Fun day! I've been working on a new shield effect the last couple days and I got it working today. The idea was to develop something like this fresnel soap bubble effect. I have to say, WebGL is pretty cool. I never thought I'd be following 3D rendering examples that run live in a web browser. Really nice of them to supply the source code for the shader.
Not that it's a simple drop in...
The biggest part of the job was adding support for cube maps to my renderer. Unfortunately, I discovered that my OpenGL books are outdated again! I have the OpenGL SuperBible and OpenGL Shading Language as well as the OpenGL Programming Guide. They cover most of the things you need to know, but with OpenGL 3.0 a whole bunch of functionality became deprecated, and at some point on the way to the current 4.2, the techniques for passing values in and out of shaders have been redone. There are newer editions of the books, but they are for OpenGL 3 when OpenGL 4 is almost two years old already. It can be expensive staying modern.
The OpenGL SuperBible has OpenGL 3.1 source code for a cube-map example online and it was pretty easy to follow.
The fresnel shader needed a couple of extra matrices my material system didn't have an easy way to pass to the shader. Newer OpenGL deprecates a lot of the gl_ constants and ftransform, so I took a step forward by adding support for automatically passing the modelMatrix, viewMatrix, projectionMatrix and modelViewMatrix to shaders that need them.
Debugging shaders is pain. I'm not all that hot at math, particularly 3D math, so there's a lot of staring at it to decide if it is correct. After doing a few shaders, I now start with a simple solid color shader, then build from there. With the fresnel shader, there are two parts to the shader: the reflective part and the fresnel part.
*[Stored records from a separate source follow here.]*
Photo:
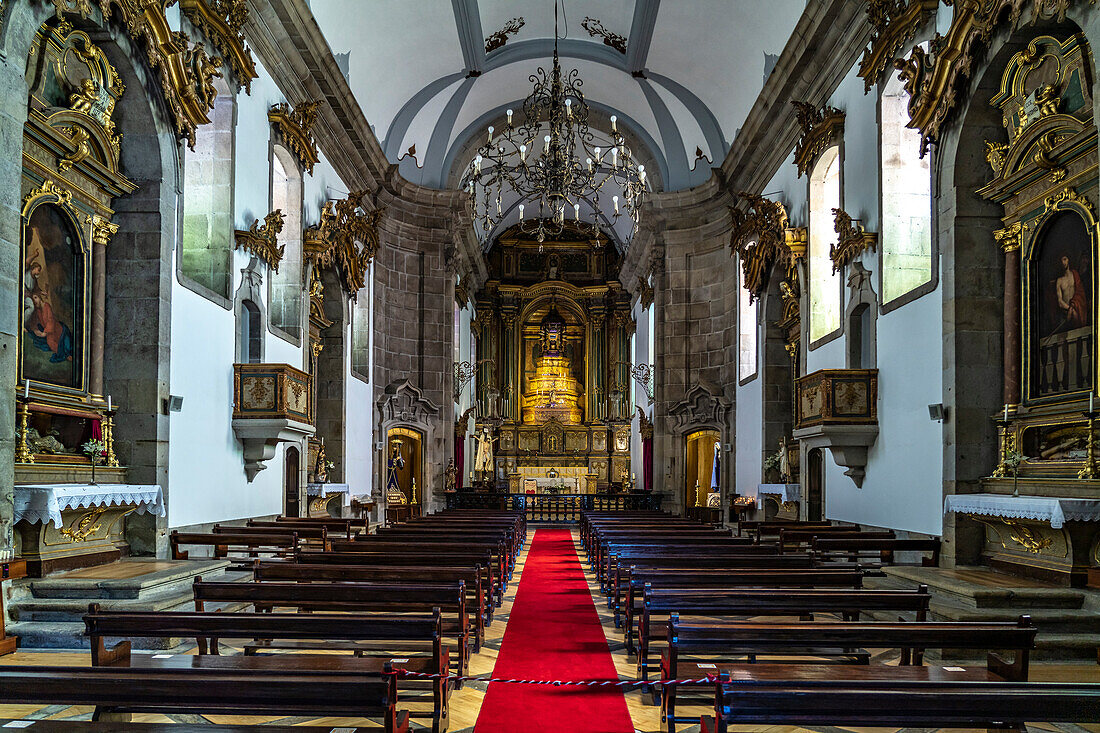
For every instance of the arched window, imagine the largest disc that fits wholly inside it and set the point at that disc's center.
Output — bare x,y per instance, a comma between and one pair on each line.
746,331
824,283
906,199
206,243
252,332
286,286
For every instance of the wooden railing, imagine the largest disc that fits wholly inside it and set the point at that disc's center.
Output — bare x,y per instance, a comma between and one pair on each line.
557,507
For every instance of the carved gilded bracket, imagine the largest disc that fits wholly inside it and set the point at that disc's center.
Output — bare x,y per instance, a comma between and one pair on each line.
821,128
895,22
262,240
347,238
759,239
295,128
185,70
937,80
854,240
221,22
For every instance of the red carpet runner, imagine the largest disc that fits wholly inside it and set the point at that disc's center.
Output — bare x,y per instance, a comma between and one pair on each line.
553,633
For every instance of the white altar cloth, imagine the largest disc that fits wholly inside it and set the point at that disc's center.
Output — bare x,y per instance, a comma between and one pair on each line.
45,503
787,492
1045,509
325,489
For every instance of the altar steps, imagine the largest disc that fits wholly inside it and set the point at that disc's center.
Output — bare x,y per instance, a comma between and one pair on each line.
1068,619
47,612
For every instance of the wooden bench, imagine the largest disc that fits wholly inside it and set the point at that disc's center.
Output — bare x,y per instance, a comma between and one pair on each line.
251,544
205,691
472,577
927,703
862,548
370,544
396,635
658,604
491,569
699,648
729,578
354,598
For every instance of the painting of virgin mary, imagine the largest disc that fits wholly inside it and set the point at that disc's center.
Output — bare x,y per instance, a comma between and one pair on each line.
53,295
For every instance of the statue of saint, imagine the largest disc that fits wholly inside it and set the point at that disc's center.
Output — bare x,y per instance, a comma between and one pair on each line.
784,460
450,477
483,462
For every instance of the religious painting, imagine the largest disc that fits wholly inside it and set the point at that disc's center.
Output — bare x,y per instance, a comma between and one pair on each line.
1062,307
53,298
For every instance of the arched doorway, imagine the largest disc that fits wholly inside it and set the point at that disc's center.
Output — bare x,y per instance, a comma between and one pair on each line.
700,451
404,472
292,485
815,484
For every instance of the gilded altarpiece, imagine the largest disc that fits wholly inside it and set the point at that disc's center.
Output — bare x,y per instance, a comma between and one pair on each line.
553,330
1044,174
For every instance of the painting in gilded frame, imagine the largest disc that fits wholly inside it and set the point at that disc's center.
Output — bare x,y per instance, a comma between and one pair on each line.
1062,314
53,296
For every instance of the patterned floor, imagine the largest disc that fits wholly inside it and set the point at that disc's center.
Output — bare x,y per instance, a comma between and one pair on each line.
465,703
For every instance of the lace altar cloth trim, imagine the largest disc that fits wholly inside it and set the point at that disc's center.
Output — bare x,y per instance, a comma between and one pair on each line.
1044,509
45,503
318,489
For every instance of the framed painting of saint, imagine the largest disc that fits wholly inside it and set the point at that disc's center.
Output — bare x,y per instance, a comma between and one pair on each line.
53,298
1062,307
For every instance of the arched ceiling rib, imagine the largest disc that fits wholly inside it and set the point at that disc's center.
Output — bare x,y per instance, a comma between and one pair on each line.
691,70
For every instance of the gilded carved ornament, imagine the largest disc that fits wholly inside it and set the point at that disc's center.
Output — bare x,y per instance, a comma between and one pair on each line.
821,128
262,240
221,22
1009,238
758,238
186,72
853,240
937,80
296,129
347,238
895,22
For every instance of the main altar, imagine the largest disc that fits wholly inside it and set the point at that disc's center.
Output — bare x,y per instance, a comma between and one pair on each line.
553,330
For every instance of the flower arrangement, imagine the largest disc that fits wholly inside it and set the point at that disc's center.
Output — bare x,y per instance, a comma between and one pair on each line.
96,450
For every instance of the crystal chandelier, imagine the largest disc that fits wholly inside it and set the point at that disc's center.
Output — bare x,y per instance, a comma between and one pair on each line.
551,161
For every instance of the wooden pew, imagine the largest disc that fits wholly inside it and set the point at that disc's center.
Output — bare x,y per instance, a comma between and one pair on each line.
728,578
472,577
397,635
492,579
659,604
901,703
862,548
499,556
697,648
356,598
205,691
252,545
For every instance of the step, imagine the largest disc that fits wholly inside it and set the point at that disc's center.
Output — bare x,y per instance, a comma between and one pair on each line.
166,573
1014,594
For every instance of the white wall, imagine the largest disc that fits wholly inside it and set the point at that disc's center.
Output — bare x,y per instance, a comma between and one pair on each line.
903,485
206,465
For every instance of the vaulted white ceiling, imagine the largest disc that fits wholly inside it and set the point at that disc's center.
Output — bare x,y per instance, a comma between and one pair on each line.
690,74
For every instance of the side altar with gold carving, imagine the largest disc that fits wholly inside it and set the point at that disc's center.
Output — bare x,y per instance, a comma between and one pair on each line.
1037,509
553,379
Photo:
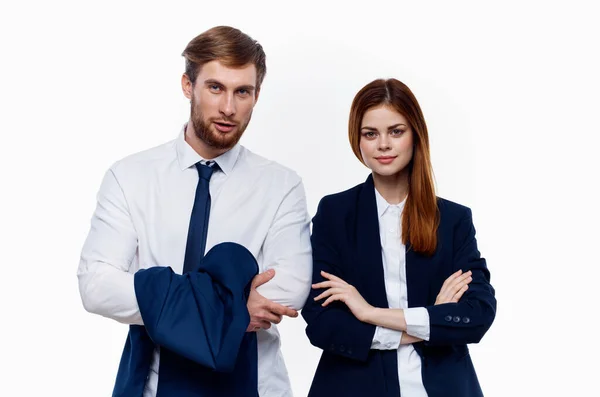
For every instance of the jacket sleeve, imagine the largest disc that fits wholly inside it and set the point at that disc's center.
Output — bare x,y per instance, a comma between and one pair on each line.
333,328
201,315
469,319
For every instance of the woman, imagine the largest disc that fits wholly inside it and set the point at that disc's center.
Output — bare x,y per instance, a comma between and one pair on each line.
399,286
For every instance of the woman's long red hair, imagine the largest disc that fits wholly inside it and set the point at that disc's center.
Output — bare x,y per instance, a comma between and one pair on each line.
420,219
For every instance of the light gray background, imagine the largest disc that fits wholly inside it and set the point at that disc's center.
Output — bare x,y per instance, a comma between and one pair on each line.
509,91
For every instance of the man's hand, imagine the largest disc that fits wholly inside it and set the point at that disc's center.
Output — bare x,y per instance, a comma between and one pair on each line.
262,311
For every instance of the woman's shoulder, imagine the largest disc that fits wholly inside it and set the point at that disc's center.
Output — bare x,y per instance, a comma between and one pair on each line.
341,199
453,211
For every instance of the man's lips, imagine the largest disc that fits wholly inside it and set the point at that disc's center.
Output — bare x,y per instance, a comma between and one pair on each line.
224,126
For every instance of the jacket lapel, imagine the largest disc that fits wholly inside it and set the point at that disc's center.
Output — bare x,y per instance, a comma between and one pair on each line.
369,265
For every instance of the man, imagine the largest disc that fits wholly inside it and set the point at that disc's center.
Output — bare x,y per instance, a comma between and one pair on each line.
145,201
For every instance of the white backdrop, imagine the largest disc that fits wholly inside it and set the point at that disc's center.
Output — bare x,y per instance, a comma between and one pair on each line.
509,90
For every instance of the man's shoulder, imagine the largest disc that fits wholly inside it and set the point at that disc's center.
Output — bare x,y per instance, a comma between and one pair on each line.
267,168
145,159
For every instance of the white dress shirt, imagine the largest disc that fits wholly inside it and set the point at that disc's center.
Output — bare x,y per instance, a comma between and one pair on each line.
142,218
393,254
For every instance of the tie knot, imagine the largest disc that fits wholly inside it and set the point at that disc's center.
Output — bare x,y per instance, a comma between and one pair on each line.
205,170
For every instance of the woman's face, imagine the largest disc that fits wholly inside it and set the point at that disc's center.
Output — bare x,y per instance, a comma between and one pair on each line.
386,140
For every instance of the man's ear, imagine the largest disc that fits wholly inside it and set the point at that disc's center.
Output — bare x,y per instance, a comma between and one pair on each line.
187,86
256,95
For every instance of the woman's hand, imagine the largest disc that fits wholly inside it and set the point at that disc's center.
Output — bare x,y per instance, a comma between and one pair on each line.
454,287
339,290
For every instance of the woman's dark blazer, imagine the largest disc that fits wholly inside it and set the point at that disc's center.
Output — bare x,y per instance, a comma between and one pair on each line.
345,241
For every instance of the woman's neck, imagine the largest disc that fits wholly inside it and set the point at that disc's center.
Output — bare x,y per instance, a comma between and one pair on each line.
393,188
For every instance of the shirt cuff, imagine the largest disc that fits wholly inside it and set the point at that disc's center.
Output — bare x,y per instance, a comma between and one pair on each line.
386,339
417,322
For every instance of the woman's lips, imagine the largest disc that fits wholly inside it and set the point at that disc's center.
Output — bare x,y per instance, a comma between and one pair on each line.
385,159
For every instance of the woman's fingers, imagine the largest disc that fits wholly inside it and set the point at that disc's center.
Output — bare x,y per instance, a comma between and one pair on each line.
332,277
460,293
328,293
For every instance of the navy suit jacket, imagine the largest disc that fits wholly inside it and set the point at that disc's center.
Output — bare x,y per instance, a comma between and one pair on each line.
346,242
199,321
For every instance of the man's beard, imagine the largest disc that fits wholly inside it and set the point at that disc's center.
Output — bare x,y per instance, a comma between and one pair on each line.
212,137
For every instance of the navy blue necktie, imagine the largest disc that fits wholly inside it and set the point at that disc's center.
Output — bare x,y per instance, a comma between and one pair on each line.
198,229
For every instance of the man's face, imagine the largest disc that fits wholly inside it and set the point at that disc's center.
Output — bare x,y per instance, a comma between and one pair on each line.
222,99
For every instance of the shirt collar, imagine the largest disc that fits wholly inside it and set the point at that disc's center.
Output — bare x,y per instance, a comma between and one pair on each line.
187,156
383,205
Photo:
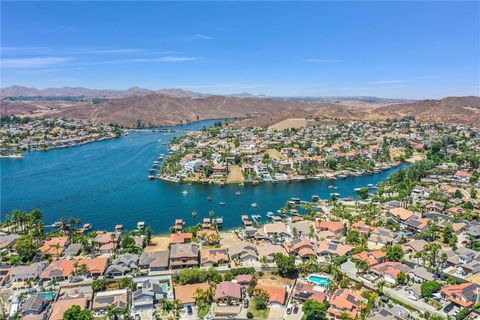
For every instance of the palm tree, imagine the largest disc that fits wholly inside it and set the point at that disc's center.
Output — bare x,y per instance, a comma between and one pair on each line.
194,216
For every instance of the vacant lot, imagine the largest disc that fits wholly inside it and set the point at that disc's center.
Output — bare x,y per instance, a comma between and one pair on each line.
269,279
229,239
159,243
275,154
235,175
289,123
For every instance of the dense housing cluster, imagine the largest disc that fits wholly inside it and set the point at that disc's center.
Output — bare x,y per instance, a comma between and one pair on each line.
409,250
27,134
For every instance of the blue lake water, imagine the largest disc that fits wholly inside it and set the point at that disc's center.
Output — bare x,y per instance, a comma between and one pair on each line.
105,183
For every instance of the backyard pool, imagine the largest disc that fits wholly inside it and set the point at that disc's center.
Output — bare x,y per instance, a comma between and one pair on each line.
319,280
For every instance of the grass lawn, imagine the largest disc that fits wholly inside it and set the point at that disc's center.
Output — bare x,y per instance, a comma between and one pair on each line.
203,310
259,313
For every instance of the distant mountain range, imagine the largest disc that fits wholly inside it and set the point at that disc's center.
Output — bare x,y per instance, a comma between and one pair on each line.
138,106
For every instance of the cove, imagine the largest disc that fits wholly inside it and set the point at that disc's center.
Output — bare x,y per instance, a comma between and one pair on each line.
105,183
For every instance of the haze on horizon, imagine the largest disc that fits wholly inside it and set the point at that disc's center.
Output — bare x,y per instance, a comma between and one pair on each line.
384,49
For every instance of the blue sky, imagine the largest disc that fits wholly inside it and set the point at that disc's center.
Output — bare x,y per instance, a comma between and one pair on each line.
387,49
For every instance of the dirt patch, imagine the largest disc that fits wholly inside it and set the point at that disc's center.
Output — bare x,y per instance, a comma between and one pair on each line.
235,175
289,123
159,243
269,279
275,154
229,239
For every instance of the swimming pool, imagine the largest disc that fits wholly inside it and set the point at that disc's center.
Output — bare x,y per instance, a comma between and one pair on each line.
319,280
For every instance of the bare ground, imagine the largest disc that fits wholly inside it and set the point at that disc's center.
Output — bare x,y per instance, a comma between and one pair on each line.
158,243
235,175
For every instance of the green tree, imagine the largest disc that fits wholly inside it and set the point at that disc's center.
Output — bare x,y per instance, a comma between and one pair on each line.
75,313
314,310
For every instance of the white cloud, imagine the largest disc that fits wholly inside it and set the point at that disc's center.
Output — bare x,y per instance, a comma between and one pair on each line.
387,81
35,62
163,59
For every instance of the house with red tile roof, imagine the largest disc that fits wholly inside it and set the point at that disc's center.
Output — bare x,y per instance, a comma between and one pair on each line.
345,301
277,295
464,295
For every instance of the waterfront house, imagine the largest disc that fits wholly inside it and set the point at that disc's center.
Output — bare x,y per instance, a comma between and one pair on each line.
229,293
184,255
155,261
213,257
345,301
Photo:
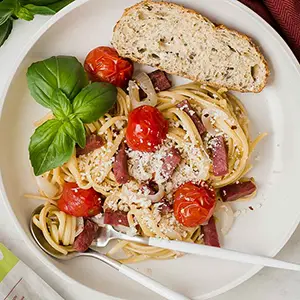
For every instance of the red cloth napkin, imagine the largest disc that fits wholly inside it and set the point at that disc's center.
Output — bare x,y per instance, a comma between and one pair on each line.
284,16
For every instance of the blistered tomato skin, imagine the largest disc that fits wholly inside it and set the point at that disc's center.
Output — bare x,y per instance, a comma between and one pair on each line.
147,129
105,64
194,204
79,202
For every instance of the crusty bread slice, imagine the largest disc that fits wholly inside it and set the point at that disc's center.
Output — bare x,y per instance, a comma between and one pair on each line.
182,42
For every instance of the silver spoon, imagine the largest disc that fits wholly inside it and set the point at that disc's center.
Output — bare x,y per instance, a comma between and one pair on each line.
129,272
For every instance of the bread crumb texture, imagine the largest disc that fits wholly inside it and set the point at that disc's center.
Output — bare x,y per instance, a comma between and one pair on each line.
182,42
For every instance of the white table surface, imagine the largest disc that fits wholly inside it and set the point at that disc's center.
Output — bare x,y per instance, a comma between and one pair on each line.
267,284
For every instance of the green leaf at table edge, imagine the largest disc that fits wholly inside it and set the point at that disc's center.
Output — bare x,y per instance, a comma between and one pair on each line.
57,6
5,30
50,147
39,10
24,14
94,101
7,8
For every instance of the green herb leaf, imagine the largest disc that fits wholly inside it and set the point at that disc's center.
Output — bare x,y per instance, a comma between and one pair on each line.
57,6
39,2
75,130
24,13
40,10
49,147
5,30
60,72
94,101
7,8
60,105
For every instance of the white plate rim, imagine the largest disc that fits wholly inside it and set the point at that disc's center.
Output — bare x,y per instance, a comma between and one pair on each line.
41,256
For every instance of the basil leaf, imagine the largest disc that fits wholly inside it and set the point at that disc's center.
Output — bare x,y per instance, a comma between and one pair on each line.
63,72
57,6
39,2
50,147
41,10
75,130
7,8
5,30
25,14
94,101
60,105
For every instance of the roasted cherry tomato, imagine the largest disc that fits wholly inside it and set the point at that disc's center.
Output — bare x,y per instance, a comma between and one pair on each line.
78,202
105,64
147,128
194,204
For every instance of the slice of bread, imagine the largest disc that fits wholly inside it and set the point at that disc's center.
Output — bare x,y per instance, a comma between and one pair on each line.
182,42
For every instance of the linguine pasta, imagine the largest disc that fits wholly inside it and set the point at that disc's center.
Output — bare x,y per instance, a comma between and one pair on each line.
226,117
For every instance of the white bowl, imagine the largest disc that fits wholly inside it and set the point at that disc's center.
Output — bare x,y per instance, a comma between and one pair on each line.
87,24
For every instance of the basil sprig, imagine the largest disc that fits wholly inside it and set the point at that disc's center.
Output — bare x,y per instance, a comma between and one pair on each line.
60,83
26,10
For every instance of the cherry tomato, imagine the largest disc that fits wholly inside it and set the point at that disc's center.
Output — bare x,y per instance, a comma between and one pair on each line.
194,204
78,202
147,128
105,64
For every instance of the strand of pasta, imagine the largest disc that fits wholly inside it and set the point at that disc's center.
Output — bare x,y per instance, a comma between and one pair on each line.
59,229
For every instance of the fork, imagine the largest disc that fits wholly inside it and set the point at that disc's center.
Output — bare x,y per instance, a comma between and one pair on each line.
108,233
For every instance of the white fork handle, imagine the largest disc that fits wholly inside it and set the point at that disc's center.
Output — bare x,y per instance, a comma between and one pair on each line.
222,254
151,284
136,276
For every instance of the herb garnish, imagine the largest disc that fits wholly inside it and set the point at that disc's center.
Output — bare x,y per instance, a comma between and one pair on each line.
60,83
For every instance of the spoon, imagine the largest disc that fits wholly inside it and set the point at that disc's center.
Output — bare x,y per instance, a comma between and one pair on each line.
129,272
108,233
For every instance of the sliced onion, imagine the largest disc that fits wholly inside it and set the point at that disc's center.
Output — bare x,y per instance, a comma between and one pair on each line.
158,196
79,225
147,86
207,123
45,186
98,219
225,216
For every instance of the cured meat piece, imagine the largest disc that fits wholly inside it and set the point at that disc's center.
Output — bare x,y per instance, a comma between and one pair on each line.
93,142
210,233
86,237
187,108
219,156
115,218
120,166
160,80
170,162
237,190
165,207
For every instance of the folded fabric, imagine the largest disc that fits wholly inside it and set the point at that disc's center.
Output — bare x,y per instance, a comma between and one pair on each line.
284,16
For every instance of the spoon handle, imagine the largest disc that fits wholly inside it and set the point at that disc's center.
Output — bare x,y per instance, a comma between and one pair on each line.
136,276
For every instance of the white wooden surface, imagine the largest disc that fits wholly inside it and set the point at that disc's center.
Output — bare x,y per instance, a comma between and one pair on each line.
267,284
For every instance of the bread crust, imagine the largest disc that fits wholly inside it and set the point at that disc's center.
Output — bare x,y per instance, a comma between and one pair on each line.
215,27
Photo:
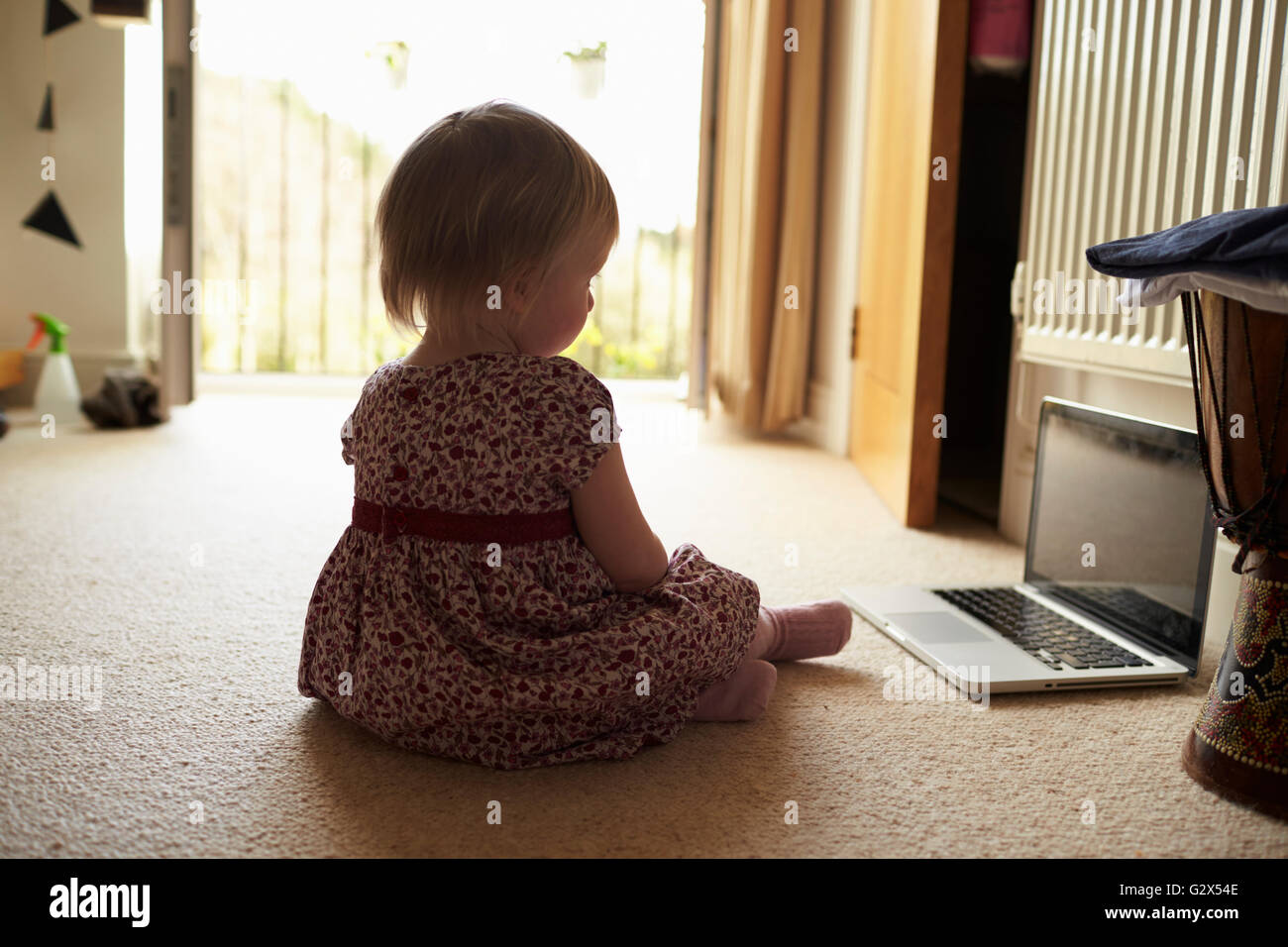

The reflective part seemed the easiest part to be able to judge its correctness by looking at it so I started there. First I noticed that when the camera moved the reflection moved the wrong way. Turns out I had to reverse the X coordinates for the cube mapping.
I am mapping a sphere, but if you look at the soap bubbles in the sample, they are nice and smooth looking, but mine was all faceted - kind of like a disco ball. Something was wrong with the normals. Got it! All the normals were sticking straight out from the faces, rather than half-way between the adjacent faces. Hunted around in Blender and found I needed to select smooth shading rather than the default shading. Immediately the sphere switched to smooth in blender. Loading it into the game, it looked just like it did in Blender. It amazes me every time that happens (although it happens pretty consistently now - the pipeline's getting solid.)
With the reflection working I put the fresnel part back into the pixel shader, and voila - a soap bubble appeared.
I still have some work to do on my shield effect. Now that its working, I'm not sure if I'm going to use the cube map. The one problem with the cube map is that it needs to be generated based on where the object that is reflecting is located in the world, so as a practical matter, for moving objects the cube map texture needs to be updated frequently. I'm not sure I want to go to all that trouble. I thought I might be able to use it with a static cube map of grass and sky, but I'm not really satisfied with the look of that now that I've seen it.
Cube maps are certainly a worthwhile feature however as it gives me the option of supporting reflective surfaces and I can easily add a skybox.